Walt Whitman’s Wisdom for Today?

Illustration: Recently my wife and I watched a film from 1989 that starred Robin Williams entitled Dead Poets Society. Williams plays an inspiring English teacher at a boys’ preparatory school. The boys are high school-aged young men, laboring to discover who they are, who they are meant to be, ravished by hormones and ambitions, etc. Anyway, Williams, their English teacher, connects with them on not just cerebral levels but he is gifted at connecting with them emotionally, spiritually, and viscerally. He is one of those teachers we sometimes receive once in a lifetime, a teacher who makes the world rich in color, the one who makes love poems not something to memorize for the exam but who makes you discover that beautiful poems are friends and lovers. Williams’ skills in pedagogy make all the difference, to use Frost’s language.

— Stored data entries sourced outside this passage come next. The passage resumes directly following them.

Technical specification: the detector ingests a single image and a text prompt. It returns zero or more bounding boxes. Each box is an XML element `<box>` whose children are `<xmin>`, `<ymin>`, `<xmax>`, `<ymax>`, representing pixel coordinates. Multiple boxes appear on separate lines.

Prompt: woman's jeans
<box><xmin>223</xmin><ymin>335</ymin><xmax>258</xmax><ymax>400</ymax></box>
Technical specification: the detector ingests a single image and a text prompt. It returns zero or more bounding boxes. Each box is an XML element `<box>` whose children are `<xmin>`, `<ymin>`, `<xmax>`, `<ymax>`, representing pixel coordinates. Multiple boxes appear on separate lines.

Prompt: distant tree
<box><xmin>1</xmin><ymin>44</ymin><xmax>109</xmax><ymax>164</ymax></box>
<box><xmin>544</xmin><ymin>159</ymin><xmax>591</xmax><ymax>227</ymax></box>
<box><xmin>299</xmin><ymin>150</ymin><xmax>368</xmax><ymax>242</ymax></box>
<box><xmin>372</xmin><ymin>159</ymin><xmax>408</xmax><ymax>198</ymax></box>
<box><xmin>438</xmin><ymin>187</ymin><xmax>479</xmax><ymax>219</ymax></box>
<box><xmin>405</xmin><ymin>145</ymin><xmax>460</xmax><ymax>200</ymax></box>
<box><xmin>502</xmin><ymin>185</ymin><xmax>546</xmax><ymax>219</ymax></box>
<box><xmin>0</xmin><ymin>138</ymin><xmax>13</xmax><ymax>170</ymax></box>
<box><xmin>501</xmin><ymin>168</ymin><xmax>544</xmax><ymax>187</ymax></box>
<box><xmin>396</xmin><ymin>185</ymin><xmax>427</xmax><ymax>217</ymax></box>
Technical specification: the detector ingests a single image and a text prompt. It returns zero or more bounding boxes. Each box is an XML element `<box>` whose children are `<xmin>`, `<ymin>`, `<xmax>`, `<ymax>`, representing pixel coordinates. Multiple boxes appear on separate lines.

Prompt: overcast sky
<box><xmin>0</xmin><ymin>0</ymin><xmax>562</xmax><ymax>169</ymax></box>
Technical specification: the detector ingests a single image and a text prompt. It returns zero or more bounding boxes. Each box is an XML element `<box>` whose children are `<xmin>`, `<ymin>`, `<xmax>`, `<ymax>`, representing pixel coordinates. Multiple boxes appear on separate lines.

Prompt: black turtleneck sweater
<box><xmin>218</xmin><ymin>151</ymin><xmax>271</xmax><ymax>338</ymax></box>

There’s a scene where Williams chooses Todd, an introverted cerebral boy, to “sound [his] “barbaric yawp over the rooftops of the world.” In other words, Todd is to shout as if he were trying to get someone’s attention in Perth, Australia but he’s standing in Toledo, Ohio. Todd’s got to dig deep, if you will, and discover that passion of which he is capable but also afraid. Eventually, however, through some difficult growing pains, Todd begins to learn the lessons his English teacher is laboring to teach him and the other pupils. It has to do with seeing what is there but having the courage to actually see it rather than run from it.

What a Whitman Poem Has to Do with Today: The American poet Walt Whitman served as a nurse in America’s Civil War. Whitman was a rather colorful individual and I do not care to get into his bio here, but I do want to include a poem from him and see if you might connect what Whitman was driving at in this war poem from 159 years ago and events you see unfolding today. Here’s “Cavalry Crossing a Ford”:

A line in long array where they wind betwixt green islands,

They take a serpentine course, their arms flash in the sun—hark to the musical clank,

Behold the silvery river, in it the splashing horses loitering stop to drink,

Behold the brown-faced men, each group, each person a picture, the negligent rest on the saddles,

Some emerge on the opposite bank, others are just entering the ford—while,

Scarlet and blue and snowy white,

The guidon flags flutter gayly in the wind.

The images are straightforward enough. Cavalry troops are crossing a water barrier, a ford. Their course is “serpentine’’—a rather interesting word choice, is it not? We behold horses, men with tanned skin, and we see flags (guidons) fluttering. It’s a scene that freezes motion via precise language.

Questions: Is it possible that we’re once again amidst a cold Civil War in America and the West? Is it possible that tribalism is rearing its head? Is it possible that theological and philosophical sides have their guidons out front (hint: the symbolism of flags/heraldry is not to be underestimated), and that they’re demanding allegiance? Is it possible that sides are mounting like cavalry, maybe not in the form of horses, but in the form of legislation and force? You see, folks, if you have been blessed with a teacher who can help open your eyes to see what’s before you, you will be moved. It will change you, hopefully for the better, hopefully to choose the right and good ways, rather than the ways that lead to death (Proverbs 8:36).